Kompas.com - 22/07/2011, 01:56 WIB
Jakarta, Kompas - Kementerian Pertahanan dan TNI diharapkan menerima ratifikasi Statuta Roma tentang Mahkamah Pidana Internasional.
Keengganan yang ada selama ini tidak beralasan dan merugikan seluruh bangsa dan negara.
Hal ini disampaikan Koalisi Masyarkat Sipil Indonesia untuk Mahkamah Pidana Internasional, Kamis (21/7).

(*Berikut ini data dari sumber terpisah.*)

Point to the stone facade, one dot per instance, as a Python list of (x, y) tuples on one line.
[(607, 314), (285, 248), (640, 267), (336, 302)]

Ketua Komisi Nasional Hak Asasi Manusia Ifdhal Kasim mengatakan, pada 2008, Indonesia nyaris meratifikasi Statuta Roma tersebut. Namun, ada resistensi dari Kementerian Pertahanan dan TNI.
Alasannya, Mahkamah Pidana Internasional akan membuka berbagai pelanggaran HAM yang telah dilakukan dan pelakunya dibawa ke Mahkamah Pidana Internasional.
Kedua, mahkamah ini akan menggantikan pengadilan nasional.
”Ini alasan yang tidak mendasar dan imajiner,” katanya.Hal sama disampaikan Direktur Eksekutif Human Rights Working Group Marzuki Darusman bahwa dari Dirjen HAM, Kementerian Hukum dan HAM diperoleh masukan tidak ada masalah mendasar lagi bagi Indonesia untuk meratifikasi Statuta Roma.
Namun, berdasarkan pengalaman pada 2008, Kementerian Pertahanan yang menjadi saluran aspirasi TNI resisten terhadap statuta ini.
”Statuta ini tidak berlaku retroaktif sehingga hanya tindakan-tindakan pelanggaran setelah penandatanganan oleh pemerintah yang kena,” kata Marzuki.Menurut Ifdhal, ratifikasi ini akan berdampak pada penguatan dan perbaikan mekanisme pengadilan HAM yang saat ini kolaps.
Ratifikasi ini akan jadi dasar amandemen UU No 26/2000 tentang Pengadilan HAM yang selama ini tidak efektif.
Manajer Penelitian Imparsial Bhatara Ibnu Reza mengatakan, ratifikasi ini akan mengubah cara kerja TNI.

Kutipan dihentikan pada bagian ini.